Question re: torch.nn.Dropout2d

I was going through the Pytorch Recipe: Defining a Neural Network in Pytorch, and I didn’t understand what the torch.nn.Dropout2d function was doing and what its purpose was in the following algorithm in Step 2 of the recipe when it teaches us how to define and initialize the neural network.
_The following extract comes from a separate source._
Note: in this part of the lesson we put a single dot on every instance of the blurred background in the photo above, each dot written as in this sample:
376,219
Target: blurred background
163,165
Question 1: The comments say that the torch.nn.Dropout2d function is “Designed to ensure that adjacent pixels are either all 0s or all active with an input probability” – what “adjacent pixels” is this referring to, and what is the purpose of making them either all 0s or all active? also, what is the purpose of giving them a probability?

Question 2: Also, I don’t understand where the “9216” (i.e. the number highlighted) comes from for the first parameter in nn.Linear where self.fc1 is defined. The second convolutional layer outputted 64 features, but then the input to the first fully connected layer has 9216 features, so I don’t see the connection? I’m assuming what I’m missing is whatever the torch.nn.Dropout2d function is doing, or perhaps not, I’m not sure.

Any guidance on both of my above questions would be so appreciated, thank you!

  1. “Adjacent pixels” refer to the values of an entire channel, which would be dropped using nn.Dropout2d, while nn.Dropout would drop random pixel locations as seen here:
x = torch.randn(2, 2, 4, 4)
drop = nn.Dropout2d()
out = drop(x)
print(out)
> tensor([[[[ 0.0000,  0.0000, -0.0000, -0.0000],
            [-0.0000, -0.0000,  0.0000, -0.0000],
            [-0.0000,  0.0000,  0.0000,  0.0000],
            [-0.0000, -0.0000,  0.0000,  0.0000]],

           [[-1.7700,  0.5395,  1.1095,  1.5484],
            [-1.5528, -0.6495,  1.5294,  0.6949],
            [-1.5919,  0.3380,  2.6201,  2.0743],
            [-1.5087,  0.5487, -0.4077,  1.1598]]],


          [[[-5.5042, -0.3527, -0.1202,  1.6333],
            [ 1.9476, -1.1323,  1.2164, -1.9838],
            [ 1.9263,  1.0842, -1.4239, -0.8705],
            [ 2.7384,  1.5202,  2.0018, -1.3804]],

           [[ 0.0000, -0.0000,  0.0000, -0.0000],
            [ 0.0000,  0.0000, -0.0000,  0.0000],
            [ 0.0000,  0.0000,  0.0000,  0.0000],
            [-0.0000,  0.0000,  0.0000,  0.0000]]]])

drop = nn.Dropout()
out = drop(x)
print(out)
> tensor([[[[ 1.3324,  0.0000, -0.0000, -0.0000],
            [-0.9783, -0.0000,  0.0000, -4.8274],
            [-0.0000,  2.1448,  0.1935,  0.0000],
            [-0.6435, -0.0000,  2.8480,  0.2524]],

           [[-0.0000,  0.0000,  0.0000,  1.5484],
            [-1.5528, -0.6495,  0.0000,  0.0000],
            [-0.0000,  0.0000,  2.6201,  0.0000],
            [-0.0000,  0.0000, -0.4077,  0.0000]]],


          [[[-0.0000, -0.3527, -0.1202,  0.0000],
            [ 0.0000, -0.0000,  0.0000, -0.0000],
            [ 0.0000,  1.0842, -1.4239, -0.8705],
            [ 2.7384,  1.5202,  0.0000, -0.0000]],

           [[ 2.2113, -0.5281,  3.7269, -1.7598],
            [ 0.0000,  0.0000, -0.0000,  0.0000],
            [ 3.0427,  0.0000,  0.0000,  0.0000],
            [-0.0000,  0.4729,  0.0000,  0.0000]]]])

The purpose is best explained in the Dropout paper, which explains it can help avoiding “co-adaption”. The specified probability is a hyperparameter and specifies the drop probability.

  1. The in_features of a linear layer are defined by the number of features of the flattened input activation. Since nn.Conv2d layers output a 4-dimensional tensor in the shape [batch_size, channels, height, width], you would specify the in_features of the linear layer as channels*height*width and flatten the activation via nn.Flatten() or manually via x = x.view(x.size(0), -1).